SGA Technical Advisor and Senator Myles Becker ’19 spearheaded the initiatives to update residence halls televisions, add gender pronouns on DB and obtain laundry alert systems. The motivation for submitting these proposals came out of disappointments with technology on campus, Becker explained.

“Some things I brought up in discussions with the AV center were students reporting lackluster experiences with the television[s] on campus, especially during football season,” Becker said.

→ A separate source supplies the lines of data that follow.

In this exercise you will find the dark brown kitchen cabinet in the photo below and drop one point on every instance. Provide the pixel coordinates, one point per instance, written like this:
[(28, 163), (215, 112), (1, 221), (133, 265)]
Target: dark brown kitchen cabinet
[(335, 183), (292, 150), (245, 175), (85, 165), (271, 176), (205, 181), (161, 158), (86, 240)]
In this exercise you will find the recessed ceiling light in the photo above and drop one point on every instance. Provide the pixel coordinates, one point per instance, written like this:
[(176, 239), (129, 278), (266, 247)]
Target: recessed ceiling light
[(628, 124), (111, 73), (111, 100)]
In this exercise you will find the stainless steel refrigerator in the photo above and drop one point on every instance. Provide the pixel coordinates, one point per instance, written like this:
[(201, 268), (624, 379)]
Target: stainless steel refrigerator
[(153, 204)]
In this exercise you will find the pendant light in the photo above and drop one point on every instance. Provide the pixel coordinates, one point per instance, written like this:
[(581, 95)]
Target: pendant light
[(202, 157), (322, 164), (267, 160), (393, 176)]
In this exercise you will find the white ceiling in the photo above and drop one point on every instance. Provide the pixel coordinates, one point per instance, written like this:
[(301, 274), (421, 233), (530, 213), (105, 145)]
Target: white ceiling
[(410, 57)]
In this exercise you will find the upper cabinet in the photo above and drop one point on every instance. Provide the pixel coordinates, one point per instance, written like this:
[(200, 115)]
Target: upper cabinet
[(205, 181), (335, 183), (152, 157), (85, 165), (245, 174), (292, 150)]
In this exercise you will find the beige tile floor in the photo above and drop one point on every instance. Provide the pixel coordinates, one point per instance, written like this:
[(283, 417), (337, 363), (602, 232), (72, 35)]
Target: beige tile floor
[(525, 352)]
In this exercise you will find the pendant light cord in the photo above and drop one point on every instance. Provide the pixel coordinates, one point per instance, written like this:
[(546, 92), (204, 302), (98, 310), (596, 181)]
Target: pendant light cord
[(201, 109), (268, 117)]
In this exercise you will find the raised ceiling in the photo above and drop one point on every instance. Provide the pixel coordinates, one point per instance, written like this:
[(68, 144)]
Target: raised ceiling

Another of Becker’s proposals, inclusion of gender pronouns on DB, grew out of his work on the issue last semester. Becker had already put in some groundwork on the proposals, working with officials in the Office of Diversity and Inclusion and Information Technology Services. 97 percent of the students who voted supported the proposal.

“We’ve been talking about this since probably late September or early October. I wanted pronouns on DB. That passed with [President Kington’s] signature last semester. … It’s definitely going to happen. … The policy has been approved, and Administration has indicated this is something they are prioritizing, but the issue now is that the architecture for DB is very old, and ITS wants to move that into GrinnellShare,” Becker said.

But even if a student initiative is passed with considerable support, there is no guarantee it will be put into action. Student Initiative Fund Committee Chair Antonio DiMarco ’18 explained the role of the Committee and SGA in the process of implementation. 

“We have a committee with a couple senators involved, and it’s really our job to facilitate the process of implementing. We give a stage to implement their vision of what Grinnell should be. We help them connect to the resources they need to make their vision a reality. … Just because an initiative is passed by the student body doesn’t mean it has to be implemented. Ultimately, the final decision is whether the authors want to make it a reality,” DiMarco said.   

The STI Fund committee meets to discuss the student initiatives of Spring 2018. Photo by Mahira Faran.

Rather than a purely facilitator role, SGA acts as a middleman between the authors of student initiatives and sources of funding and all pertinent resources to implement initiatives. Ultimately, the authors of initiatives are responsible for their implementation. According to DiMarco, “We act as a mediator for that process. It’s a good mix of both … but I would say it falls more in [the students’] hands to see their initiative into fruition.”

Funding student initiatives are not the express responsibility of the Student Initiative Fund, though the roughly $2,500 allocated to SGA for this purpose does play a part. A number of student initiatives this semester will likely use resources outside the Fund to be implemented, a common practice for student initiatives given the limited amount of money allocated to them. These may include acquiring funding from SHACS for “happy lamps,” or assistance from Facilities Management to make updates to residence areas, among other possibilities.

“If you have an idea, you can go and do that, even without the Student Initiative Fund,” DiMarco said. “But we will make it a lot easier for you to get in contact with people, and to provide funding.”